Some people think Labor Day is another opportunity to plan a picnic, swimming party, go to a movie or go shopping, but the day actually has significance.
The Labor Day holiday is on the first Monday of every September and celebrates the contributions made by the workers of this country, which have made America the most prosperous country on Earth. The first Labor Day holiday actually took place on Tuesday, September 5, 1882 in New York City. It is commonly thought that Peter J. McGuire, who was general secretary of the “Brotherhood of Carpenters,” designated the holiday. McGuire went on to become co-founder of the American Federation of Labor. However, others believe that Matthew Maguire, a machinist, not Peter McGuire, founded the holiday while serving as secretary of the Central Labor Union in New York. The Central Labor Union adopted a Labor Day proposal and appointed a committee to plan a demonstration and picnic. In 1884 the first Monday in September was selected as the official holiday and the Central Labor Union urged similar organizations in other cities to follow the example of New York and celebrate a “workingmen’s holiday” on that date. The idea spread with the growth of labor organizations, and in 1885 Labor Day was celebrated in many industrial centers of the country.
Through the years the nation gave increasing emphasis to Labor Day.

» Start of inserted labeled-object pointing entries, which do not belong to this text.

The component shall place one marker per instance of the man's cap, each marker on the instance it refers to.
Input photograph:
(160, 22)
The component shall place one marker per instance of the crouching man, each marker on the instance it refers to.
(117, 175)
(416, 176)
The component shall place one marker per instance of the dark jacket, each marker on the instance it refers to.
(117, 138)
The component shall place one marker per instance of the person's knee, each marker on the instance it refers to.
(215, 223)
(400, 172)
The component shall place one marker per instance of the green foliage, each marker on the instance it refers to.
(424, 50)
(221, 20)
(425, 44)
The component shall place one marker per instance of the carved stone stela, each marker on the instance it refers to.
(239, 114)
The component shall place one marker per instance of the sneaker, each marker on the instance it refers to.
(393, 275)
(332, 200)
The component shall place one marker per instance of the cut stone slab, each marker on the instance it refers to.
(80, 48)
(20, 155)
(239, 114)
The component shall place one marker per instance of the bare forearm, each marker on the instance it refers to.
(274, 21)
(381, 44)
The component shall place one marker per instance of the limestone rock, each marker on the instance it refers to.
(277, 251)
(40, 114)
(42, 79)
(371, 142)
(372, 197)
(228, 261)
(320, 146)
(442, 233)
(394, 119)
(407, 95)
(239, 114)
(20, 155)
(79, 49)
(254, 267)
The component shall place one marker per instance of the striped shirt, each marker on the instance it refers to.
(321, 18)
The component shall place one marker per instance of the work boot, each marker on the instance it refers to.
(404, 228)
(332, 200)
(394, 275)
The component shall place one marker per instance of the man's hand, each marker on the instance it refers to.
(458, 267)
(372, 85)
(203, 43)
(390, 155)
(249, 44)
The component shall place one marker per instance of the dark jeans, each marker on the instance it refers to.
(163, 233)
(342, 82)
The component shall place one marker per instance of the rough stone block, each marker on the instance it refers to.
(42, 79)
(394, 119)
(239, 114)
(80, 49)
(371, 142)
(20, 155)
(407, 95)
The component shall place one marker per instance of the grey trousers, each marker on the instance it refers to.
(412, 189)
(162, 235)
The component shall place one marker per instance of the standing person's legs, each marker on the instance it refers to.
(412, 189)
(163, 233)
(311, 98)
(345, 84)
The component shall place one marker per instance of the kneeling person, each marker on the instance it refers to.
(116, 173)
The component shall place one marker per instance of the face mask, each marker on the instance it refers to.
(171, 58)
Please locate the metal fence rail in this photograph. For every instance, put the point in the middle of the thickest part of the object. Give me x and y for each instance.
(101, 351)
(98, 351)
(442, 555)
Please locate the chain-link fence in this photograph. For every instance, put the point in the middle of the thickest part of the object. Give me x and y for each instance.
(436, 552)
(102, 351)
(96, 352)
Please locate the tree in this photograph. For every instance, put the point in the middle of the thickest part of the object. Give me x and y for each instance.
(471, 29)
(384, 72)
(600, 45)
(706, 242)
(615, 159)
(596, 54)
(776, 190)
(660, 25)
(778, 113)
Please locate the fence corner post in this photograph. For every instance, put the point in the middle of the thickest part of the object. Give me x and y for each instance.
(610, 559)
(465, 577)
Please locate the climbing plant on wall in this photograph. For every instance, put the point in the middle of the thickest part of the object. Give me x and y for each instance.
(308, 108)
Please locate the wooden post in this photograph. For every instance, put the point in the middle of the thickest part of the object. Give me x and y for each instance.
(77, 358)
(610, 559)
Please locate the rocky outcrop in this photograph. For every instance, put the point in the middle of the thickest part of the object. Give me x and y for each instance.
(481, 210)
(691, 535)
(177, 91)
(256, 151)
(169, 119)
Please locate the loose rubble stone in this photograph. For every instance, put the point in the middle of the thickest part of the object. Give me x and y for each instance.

The first legislation to become law was passed by Oregon on February 21, 1887. During the year, four more states – Colorado, Massachusetts, New Jersey and New York – created the Labor Day holiday by legislative enactment. By the end of the decade Connecticut, Nebraska and Pennsylvania had followed suit.
By 1894, 23 other states had adopted the holiday in honor of workers, and on June 28 of that year, Congress passed an act making the first Monday in September of each year a legal holiday in the District of Columbia and the territories. By resolution of the American Federation of Labor at a convention in 1909, the Sunday preceding Labor Day was adopted as Labor Sunday and dedicated to the spiritual and educational aspects of the labor movement.
The vital force of labor added materially to the highest standard of living and the greatest production the world has ever known. It is appropriate, therefore, that the nation pay tribute on Labor Day to the creator of so much of the nation’s strength, freedom and leadership – the American worker. So, if you do go shopping or to a movie, take a moment to thank those workers who do not have the day off to celebrate.